Los suspiros son aire y van al aire.
Las lágrimas son agua y van al mar.
Dime, mujer: cuando el amor se olvida,
¿sabes tú adónde va?
Gustavo Adolfo Bécquer (Rimas XXXVIII)
Cuando me separé del papá de mi hijo, pensaba ilusamente que la felicidad me recibiría con los brazos abiertos, que la vida me recompensaría por mi valentía y convicción de estar bien, de ser feliz y, sobre todo, por mi capacidad de salvaguardar hasta las últimas consecuencias la integridad física y emocional de mi bebé. Pero no. La realidad no funciona de esa manera. La verdad, haciendo un comparativo entre el antes y el después (viviendo con y sin él), no hay mucha diferencia entre mis estados de angustia, tristeza e incertidumbre. Lo que sí es que el objeto externo, el referente aquel, ha dejado de existir, y al menos eso me permite tener un poco más de control de esta tempestad. También me queda la esperanza de que esto sea pasajero, parte del proceso de readaptación y reconstrucción. Sin embargo ahora comprendo, porqué muchas mujeres no se atreven a cortar de tajo con la situación, entiendo los costos reales, económicos, sociales y emocionales de asumir dicho estropicio. Está cabrón, muy cabrón y aunque en mi panorama de opciones no figura el retorno, a veces me siento tan desesperada que quisiera creer que se puede solucionar, que puedo luchar para reconstruir mi proyecto de familia, pero inmediatamente echo una mirada a mi lista de motivos para haber salido huyendo, y me bastan las primeras líneas para desechar esa tramposa idea y continuar, seguir, con todo y la desesperación, volcándola entonces a mi favor.
Alguna vez en uno de los talleres súper intensos de la maestría, tuve una sesión psicoterapéutica muy significativa respecto al duelo. Mi maestro me explicó (muy amorosamente), que en una separación de pareja, siempre hay alguien que tiene que asumir el velorio y el entierro del amor que se ha extinguido, o del que resulta insostenible y requiere de eutanasia. Que alguno, necesariamente, tiene que cargar al muerto y ofrecerle el ritual que le corresponda para dignificar su lugar, el espacio que ocupará para siempre en nuestra historia y en nuestro corazón. Él comentaba que cuando uno de los dos involucrados está dispuesto a asumir semejante responsabilidad, es cuando por fin se logra la ruptura definitiva y sana, por más cruel que parezca para los ojos de quien se resiste a retirarse.

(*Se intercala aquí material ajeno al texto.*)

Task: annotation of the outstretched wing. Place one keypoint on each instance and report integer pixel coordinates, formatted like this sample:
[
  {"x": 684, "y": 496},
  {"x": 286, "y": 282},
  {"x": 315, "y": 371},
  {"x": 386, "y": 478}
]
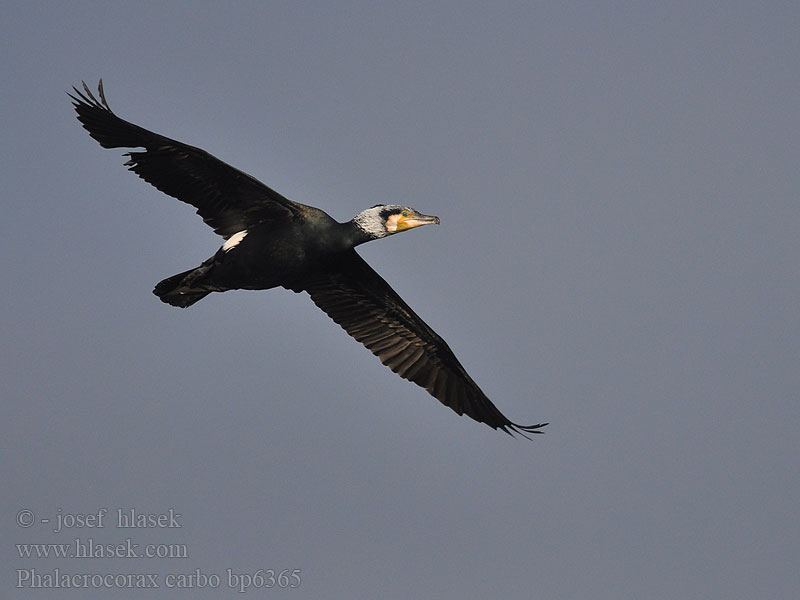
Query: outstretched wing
[
  {"x": 227, "y": 199},
  {"x": 359, "y": 300}
]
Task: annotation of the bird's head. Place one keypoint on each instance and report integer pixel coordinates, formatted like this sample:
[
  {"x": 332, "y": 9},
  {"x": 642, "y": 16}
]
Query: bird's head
[{"x": 385, "y": 219}]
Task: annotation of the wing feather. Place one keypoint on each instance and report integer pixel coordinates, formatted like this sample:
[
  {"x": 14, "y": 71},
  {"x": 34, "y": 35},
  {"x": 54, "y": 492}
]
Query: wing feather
[
  {"x": 227, "y": 199},
  {"x": 361, "y": 301}
]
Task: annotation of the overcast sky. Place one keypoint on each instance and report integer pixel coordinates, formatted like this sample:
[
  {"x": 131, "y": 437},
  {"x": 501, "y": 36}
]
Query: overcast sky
[{"x": 618, "y": 255}]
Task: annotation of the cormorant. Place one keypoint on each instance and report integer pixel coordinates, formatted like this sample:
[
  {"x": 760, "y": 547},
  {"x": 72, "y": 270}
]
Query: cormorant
[{"x": 271, "y": 241}]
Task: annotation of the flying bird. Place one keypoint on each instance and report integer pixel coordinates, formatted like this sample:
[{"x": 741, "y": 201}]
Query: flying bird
[{"x": 271, "y": 241}]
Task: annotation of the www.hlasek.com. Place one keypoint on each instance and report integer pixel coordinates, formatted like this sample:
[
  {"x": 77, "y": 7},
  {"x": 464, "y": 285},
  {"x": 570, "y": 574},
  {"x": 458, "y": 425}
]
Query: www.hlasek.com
[
  {"x": 241, "y": 582},
  {"x": 89, "y": 548}
]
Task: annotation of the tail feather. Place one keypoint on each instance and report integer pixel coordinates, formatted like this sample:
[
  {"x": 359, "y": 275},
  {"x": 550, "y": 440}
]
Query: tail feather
[{"x": 182, "y": 290}]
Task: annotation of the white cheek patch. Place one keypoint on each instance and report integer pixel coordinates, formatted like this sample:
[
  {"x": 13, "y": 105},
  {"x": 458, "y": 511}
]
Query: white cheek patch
[
  {"x": 233, "y": 241},
  {"x": 391, "y": 223}
]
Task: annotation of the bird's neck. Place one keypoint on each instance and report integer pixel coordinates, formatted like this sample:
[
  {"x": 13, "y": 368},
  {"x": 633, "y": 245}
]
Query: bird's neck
[{"x": 354, "y": 234}]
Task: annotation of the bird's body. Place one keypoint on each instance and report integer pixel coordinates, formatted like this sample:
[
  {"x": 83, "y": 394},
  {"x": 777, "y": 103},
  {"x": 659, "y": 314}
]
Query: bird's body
[{"x": 271, "y": 241}]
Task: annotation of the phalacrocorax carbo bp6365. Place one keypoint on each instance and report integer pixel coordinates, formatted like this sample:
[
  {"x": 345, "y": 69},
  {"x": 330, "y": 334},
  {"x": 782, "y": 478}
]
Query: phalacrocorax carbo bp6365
[{"x": 271, "y": 241}]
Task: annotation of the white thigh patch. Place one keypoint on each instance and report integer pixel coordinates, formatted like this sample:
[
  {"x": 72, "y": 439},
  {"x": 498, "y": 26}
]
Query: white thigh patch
[{"x": 233, "y": 241}]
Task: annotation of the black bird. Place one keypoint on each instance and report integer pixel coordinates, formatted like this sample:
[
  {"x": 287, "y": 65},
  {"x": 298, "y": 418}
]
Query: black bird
[{"x": 271, "y": 241}]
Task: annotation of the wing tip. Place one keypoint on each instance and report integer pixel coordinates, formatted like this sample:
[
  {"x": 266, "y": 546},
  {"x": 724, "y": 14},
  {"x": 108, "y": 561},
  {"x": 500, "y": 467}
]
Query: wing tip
[{"x": 513, "y": 429}]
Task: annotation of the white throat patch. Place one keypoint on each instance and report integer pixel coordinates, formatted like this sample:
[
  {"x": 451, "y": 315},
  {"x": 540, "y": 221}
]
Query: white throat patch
[{"x": 372, "y": 221}]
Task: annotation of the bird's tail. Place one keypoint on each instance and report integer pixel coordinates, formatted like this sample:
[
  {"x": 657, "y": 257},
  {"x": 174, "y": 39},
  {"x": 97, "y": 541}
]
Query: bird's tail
[{"x": 184, "y": 289}]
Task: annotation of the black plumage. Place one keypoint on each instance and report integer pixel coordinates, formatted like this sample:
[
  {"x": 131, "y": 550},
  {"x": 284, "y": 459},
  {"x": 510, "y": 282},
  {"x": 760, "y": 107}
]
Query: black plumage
[{"x": 272, "y": 241}]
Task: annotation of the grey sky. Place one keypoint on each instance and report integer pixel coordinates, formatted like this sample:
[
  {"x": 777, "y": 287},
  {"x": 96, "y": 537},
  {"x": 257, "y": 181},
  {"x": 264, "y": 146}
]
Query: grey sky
[{"x": 618, "y": 255}]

J. habló desesperado, exponiendo, como siempre, argumentos meramente pragmáticos para justificar mi regreso. Y al escuchar el ultimátum y la negociación vacua que pretendía ofertar, me percaté de que estoy lo suficientemente fuerte para sacar del estado de “N.N” a ese amor, y ofrecerle su respectivos ritos funerarios, dignificantes y liberadores. Estoy lista para asumirlo. Yo cargo con eso.